Just a thought.  The precise definition of "samid" may vary by region.  The 
assumption that the recipes in al-Bagdadhi are Persian recipes may be in 
error.  Some of them may be recipes collected elsewhere and included in the 
collection, thus producing the definition discrepencies noted in the crique 
and response.

Bear

>> Sweet Delights from a Thousand and One Nights: The Story of Traditional 
>> Arab Sweets has arrived.
>
> On page xv, they define samidh as " in medieval recipes, a type of flour."
>
> On page xvii, they write " There are also times when we simply used our 
> tastebuds in cooking. A case in point is samidh,
> an ingredient called for in a number of recipes. Nawal Nasrallah's 
> definition of this type of flour is that it is a finely ground flour, 
> while Charles Perry on the other hand, explains that samidh is coarser 
> than flour. (A Critique' 4, 37). For certain recipes, we tried both flour 
> and extra-fine semolina. The extra-fine worked out well taste-wise and 
> texture-wise. this type of semolina is available in Middle Eastern and 
> Mediteranean markets."
>
> The critique is of course the one from PPC
> https://prospectbooks.co.uk/samples/Baghdad-critique.pdf
>
> Nawal Nasrallah writes there: "About samıd,
> Perry left it untranslated because ‘it might refer to a
> particular kind of wheat.’ It sure does, but you also wonder why Perry
> did not himself try to find out what it is for his readers.

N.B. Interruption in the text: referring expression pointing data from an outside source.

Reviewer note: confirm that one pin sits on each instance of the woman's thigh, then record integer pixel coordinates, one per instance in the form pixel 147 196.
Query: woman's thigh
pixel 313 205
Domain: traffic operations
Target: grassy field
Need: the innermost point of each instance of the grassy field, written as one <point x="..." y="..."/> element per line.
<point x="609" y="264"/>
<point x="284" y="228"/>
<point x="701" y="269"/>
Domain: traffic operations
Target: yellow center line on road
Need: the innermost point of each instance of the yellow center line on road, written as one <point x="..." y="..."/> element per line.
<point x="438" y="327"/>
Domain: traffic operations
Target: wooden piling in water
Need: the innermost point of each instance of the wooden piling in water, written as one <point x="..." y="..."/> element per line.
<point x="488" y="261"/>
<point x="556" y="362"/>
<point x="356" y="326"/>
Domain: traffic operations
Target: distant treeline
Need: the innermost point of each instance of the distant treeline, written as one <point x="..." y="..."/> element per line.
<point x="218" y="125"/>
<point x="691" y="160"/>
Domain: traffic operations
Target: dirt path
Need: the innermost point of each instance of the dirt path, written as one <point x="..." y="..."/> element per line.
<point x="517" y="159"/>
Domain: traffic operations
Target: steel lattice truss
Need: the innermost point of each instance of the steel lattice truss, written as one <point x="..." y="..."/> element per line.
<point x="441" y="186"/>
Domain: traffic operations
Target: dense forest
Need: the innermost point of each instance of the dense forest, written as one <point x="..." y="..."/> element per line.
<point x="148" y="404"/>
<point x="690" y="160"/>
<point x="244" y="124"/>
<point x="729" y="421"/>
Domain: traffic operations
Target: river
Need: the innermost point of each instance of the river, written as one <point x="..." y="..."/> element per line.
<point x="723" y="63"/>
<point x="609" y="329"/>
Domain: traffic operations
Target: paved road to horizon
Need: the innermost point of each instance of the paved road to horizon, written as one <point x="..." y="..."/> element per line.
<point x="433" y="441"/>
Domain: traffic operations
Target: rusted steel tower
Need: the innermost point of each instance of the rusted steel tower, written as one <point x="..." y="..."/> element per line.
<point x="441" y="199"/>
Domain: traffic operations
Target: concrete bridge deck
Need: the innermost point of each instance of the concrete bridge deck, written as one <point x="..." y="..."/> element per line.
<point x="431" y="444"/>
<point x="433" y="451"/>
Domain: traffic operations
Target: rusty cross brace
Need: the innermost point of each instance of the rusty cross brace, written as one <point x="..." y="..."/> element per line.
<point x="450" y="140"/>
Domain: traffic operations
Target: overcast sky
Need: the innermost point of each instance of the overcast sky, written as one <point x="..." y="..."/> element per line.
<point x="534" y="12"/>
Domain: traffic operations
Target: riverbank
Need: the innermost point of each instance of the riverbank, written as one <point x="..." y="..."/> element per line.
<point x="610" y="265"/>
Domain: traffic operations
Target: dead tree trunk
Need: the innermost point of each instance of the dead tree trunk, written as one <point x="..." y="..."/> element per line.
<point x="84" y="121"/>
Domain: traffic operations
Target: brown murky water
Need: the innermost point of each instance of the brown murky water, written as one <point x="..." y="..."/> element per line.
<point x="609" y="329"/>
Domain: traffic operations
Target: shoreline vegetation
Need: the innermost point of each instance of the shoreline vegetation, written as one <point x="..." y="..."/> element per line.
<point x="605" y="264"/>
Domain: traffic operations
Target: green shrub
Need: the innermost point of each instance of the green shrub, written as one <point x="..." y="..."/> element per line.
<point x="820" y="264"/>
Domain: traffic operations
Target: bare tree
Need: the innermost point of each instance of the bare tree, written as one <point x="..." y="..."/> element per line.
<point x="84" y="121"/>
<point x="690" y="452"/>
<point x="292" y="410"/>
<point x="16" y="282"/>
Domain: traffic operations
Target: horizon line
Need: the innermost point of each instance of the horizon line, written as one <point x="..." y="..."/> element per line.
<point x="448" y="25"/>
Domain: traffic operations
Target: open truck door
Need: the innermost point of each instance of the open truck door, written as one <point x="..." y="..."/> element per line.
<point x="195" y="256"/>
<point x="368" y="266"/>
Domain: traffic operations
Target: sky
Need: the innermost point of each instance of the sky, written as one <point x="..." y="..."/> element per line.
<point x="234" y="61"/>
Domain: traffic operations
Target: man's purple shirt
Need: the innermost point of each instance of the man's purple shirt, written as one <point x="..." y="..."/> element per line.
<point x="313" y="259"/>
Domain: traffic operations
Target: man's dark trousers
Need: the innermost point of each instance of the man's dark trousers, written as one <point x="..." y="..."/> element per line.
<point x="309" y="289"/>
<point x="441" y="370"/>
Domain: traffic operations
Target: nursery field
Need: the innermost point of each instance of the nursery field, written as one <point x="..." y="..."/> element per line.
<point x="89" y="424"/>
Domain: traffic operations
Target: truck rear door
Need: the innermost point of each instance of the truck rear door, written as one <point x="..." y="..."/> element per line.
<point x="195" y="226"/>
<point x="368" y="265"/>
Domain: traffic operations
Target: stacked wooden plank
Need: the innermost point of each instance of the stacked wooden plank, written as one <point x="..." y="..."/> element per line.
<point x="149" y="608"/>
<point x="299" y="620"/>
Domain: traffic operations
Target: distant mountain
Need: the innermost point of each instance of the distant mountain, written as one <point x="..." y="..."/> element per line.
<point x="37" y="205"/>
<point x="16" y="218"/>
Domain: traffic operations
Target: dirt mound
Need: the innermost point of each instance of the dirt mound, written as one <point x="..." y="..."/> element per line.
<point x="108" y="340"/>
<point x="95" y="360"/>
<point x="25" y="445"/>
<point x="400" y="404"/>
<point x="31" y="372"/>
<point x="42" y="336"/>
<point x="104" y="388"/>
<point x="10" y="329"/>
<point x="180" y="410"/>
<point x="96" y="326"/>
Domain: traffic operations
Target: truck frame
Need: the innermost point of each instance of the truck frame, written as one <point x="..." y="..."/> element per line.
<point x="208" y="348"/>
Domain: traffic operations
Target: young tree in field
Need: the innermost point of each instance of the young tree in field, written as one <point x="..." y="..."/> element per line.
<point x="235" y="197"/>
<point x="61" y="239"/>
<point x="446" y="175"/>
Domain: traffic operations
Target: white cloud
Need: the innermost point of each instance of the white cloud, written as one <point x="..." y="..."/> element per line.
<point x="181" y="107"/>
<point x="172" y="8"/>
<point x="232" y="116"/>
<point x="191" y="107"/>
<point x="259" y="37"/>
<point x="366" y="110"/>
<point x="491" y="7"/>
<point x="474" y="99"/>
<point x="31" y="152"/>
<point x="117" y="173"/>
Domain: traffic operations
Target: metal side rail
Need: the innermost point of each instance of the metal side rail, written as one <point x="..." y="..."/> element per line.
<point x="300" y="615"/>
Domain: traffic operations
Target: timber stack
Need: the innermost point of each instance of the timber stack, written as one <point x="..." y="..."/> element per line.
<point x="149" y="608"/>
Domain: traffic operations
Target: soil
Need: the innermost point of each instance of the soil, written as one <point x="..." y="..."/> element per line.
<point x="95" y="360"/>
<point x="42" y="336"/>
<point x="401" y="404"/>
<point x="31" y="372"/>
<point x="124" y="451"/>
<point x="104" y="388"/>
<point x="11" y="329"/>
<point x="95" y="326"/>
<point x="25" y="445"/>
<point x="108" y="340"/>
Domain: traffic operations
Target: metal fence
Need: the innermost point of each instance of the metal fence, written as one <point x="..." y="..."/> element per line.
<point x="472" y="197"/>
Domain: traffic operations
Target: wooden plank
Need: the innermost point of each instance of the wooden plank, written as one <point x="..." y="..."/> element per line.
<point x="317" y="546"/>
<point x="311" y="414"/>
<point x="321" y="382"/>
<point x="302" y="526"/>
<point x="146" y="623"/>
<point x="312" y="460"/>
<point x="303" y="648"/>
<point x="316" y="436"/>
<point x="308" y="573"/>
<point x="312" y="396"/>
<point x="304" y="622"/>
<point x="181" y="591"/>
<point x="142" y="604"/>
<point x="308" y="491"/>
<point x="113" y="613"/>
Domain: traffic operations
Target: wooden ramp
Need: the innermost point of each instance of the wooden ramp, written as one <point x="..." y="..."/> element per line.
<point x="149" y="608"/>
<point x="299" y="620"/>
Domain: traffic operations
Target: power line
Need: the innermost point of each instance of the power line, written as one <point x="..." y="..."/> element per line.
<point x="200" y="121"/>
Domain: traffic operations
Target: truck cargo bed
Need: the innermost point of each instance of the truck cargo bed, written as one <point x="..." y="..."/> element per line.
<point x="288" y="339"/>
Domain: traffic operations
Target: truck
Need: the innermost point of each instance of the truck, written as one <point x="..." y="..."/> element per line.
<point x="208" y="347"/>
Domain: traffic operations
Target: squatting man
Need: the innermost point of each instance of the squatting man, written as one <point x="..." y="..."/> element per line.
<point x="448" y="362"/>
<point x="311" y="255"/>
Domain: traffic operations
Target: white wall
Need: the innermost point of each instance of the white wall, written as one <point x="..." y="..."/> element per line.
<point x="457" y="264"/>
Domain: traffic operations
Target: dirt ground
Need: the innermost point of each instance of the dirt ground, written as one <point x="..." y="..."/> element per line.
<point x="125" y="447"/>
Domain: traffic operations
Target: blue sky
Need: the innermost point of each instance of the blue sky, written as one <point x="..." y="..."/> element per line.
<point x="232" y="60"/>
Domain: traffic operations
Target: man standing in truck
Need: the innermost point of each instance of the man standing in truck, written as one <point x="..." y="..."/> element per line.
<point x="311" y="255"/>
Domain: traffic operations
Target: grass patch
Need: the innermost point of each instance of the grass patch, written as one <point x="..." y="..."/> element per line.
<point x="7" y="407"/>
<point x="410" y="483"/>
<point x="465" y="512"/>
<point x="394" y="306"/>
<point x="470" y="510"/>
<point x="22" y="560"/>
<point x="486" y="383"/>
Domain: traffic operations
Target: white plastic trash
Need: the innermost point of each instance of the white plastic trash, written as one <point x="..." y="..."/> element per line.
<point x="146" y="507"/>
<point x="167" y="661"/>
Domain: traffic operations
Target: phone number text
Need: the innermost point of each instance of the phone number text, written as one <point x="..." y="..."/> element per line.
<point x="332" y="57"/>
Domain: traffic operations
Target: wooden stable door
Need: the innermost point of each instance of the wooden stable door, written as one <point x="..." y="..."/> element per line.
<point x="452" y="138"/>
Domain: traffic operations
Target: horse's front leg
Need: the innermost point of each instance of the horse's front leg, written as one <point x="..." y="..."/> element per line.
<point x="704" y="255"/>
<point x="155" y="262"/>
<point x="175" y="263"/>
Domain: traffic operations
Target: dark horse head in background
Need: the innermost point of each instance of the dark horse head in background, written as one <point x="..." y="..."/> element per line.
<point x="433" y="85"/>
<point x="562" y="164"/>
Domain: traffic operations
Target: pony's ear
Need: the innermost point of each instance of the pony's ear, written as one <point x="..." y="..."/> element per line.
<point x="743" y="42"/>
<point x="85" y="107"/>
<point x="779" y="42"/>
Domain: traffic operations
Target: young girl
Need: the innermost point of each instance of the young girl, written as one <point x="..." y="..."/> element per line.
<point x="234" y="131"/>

> According to medieval sources, samıd
> in the eastern region of the
> Islamic world is a particular kind of fine flour, bran free, high in 
> starch
> content, and low in gluten."
>
> Charles Perry replied "On samıd I must differ with Nasrallah.
> Samıd referred to a coarser product than flour, as shown by the fact that 
> poppy seed is ground to
> samıd (meal) in several recipes, rather than to flour (†a ̨ın or daqıq),
> just as poppy seed is typically ground to meal today."
>
> Johnnae
>
> On Aug 16, 2013, at 11:09 AM, Johnna  wrote:
>
>> Looks like the brand new book Sweet Delights from a Thousand and One 
>> Nights: The Story of ... By Habeeb Salloum, ‎Muna Salloum, Leila Salloum 
>> Elias ‎ - 2013 - ‎Calls for “samidh flour.”  snipped
>>
>> Johnnae
>>
>> On Aug 15, 2013, at 11:14 AM, David Friedman wrote:
>>
>>> It's worth noting that Nasrallah's standard description of samidh flour 
>>> is "high in starch and bran free."